Heather Broster was born in Canada, has lived in Japan and Italy but currently calls Wales home. She is a full-time gear tester at MirrorLessons. You can follow her on Google+, Twitter or Facebook!

  • Sam

    That’s exactly what I do with my landscapes or any image with foliage … SP>TIFF>LR>JPG and don’t get any of the smearing or watercolours. Can’t understand why so many people complain about the x-trans RAW image quality when they are using converters which weren’t designed by or in co-operation with the company that made the camera. ACR’s sub-par x-trans file handling is not Fujifilm’s fault.

  • Tjeerd in ‘t Veen

    Looking good, can’t wait for it to be on my X100s. I wonder how close I can get to it on my X-E1… proneg H with some shadow boosting maybe?

  • soundimageplus

    There is a use for Silkypix. Particularly as you say there is no ACR compatibility. Open any Fuji X-Trans sensor file in the Fuji / Silkypix software and then select the ‘Super Neutral’ option and save it as a tiff. You can then open that up in ACR and use the raw processing without any of that background ‘softening’ noise reduction and what have you.
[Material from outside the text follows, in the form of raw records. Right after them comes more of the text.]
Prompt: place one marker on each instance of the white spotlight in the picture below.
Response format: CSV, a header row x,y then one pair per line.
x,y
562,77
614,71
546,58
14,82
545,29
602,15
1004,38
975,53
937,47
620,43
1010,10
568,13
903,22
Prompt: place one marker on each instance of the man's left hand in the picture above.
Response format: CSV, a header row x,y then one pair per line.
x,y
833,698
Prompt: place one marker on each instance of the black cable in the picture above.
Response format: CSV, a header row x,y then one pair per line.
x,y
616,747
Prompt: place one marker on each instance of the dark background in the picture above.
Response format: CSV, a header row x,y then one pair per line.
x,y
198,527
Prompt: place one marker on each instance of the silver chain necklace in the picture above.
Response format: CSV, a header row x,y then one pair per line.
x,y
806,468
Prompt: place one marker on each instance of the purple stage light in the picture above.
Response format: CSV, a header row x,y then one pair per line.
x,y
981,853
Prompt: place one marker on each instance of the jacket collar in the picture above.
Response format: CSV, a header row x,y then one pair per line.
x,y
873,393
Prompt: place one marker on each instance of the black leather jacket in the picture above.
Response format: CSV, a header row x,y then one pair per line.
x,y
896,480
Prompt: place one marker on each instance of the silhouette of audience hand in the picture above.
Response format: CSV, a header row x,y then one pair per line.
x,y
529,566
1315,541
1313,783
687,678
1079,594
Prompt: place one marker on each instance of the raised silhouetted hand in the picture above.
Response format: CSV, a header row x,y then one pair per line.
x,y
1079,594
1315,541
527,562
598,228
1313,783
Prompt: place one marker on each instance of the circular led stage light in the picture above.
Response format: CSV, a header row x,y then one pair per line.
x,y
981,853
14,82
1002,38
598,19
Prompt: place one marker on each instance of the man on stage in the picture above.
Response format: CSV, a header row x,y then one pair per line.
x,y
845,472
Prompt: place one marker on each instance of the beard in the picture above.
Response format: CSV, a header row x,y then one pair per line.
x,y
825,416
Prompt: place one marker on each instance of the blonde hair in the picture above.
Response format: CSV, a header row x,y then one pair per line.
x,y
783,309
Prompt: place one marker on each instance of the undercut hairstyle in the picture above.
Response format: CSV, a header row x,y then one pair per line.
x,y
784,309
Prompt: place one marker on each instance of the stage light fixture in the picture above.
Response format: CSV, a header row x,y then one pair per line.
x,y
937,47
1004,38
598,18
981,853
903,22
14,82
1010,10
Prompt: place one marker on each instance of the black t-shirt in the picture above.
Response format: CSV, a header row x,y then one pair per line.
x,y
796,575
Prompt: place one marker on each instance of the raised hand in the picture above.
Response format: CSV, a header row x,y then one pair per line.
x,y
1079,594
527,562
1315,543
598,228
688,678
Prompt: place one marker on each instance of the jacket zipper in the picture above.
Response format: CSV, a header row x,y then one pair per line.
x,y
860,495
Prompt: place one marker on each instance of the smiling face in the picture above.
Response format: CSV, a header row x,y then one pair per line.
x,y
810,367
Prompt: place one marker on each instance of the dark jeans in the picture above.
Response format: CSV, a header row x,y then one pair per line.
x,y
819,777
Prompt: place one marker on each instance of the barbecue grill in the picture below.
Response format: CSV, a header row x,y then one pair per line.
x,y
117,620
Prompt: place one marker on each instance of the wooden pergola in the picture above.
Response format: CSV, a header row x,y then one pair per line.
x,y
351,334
    ACR doesn’t see it as a recognisable file and doesn’t automatically apply lens profiles and the like. The raw parameters in ACR then work as they should because that “Super Neutral’ file is pretty much what comes off the camera with the advantage that the demosiacing works as is should.

    This gets rid of the ‘smearing’ and watercolour effect with green foliage and in fact gives you a sharper file that actually shows what the non-AA filtered sensor is capable of. It’s a long-winded approach but it does work and it’s closer to a genuinely ‘raw’ file than that noise reduced softened glop that comes out of Photoshop.

    I have in fact pretty much stopped processing raw files via Photoshop unless I need to get a lot of stuff done in a hurry. I use Photo Ninja or Iridient Developer for my Fuji files and a wonderfully simple programme for my Mac called Rawker which works on dcraw. I get much sharper files from all my cameras and I get to decide what my images should look like rather than some Adobe or camera manufacturer technician, who all take this conservative, ‘noise paranoia’ approach and destroy a lot of detail in the process.

    It does mean that I have to take care of CA, distortion etc, (should I want to) and the files I produce are slightly noisier, though I can obviously fix that, but way sharper. I’m going to publish an article on this soon called “The Problem with Raw files and ACR and how to fix it.’

  • Heather Broster

    Yes, it should be coming to the X-T1 and the X100s. As for the other cameras, I’m not sure.
    I don’t really have the patience for Silkypix in all honesty. By the time we write the full review, I’m counting on there being an update available!

  • soundimageplus

    At least they aren’t trying to claim it’s a film simulation. Because their ‘Velvia’ look is nothing like Velvia etc. It looks interesting, with nice warm colours, though for my stock work I’d have to fix those cyan skies. I often use the presets with the option to use the raw files if I don’t like them. Presumably this will be arriving with the X-T1 firmware upgrade.

    These jpg. renderings often transfer to how the raw files appear in ACR as well, which would be a nice basis to start from. Shame you can’t process the raw files as yet. Though there is always Silkypix and I guess the latest version has this included.

  • Mat – MirrorLessons

    No it doesn’t simulate a particular film type.

  • dave9t5

    Since it’s not Fujichrome (Velvia, Astia, Provia) then I guess it’s supposed to be (gasp) Kodachrome simulation?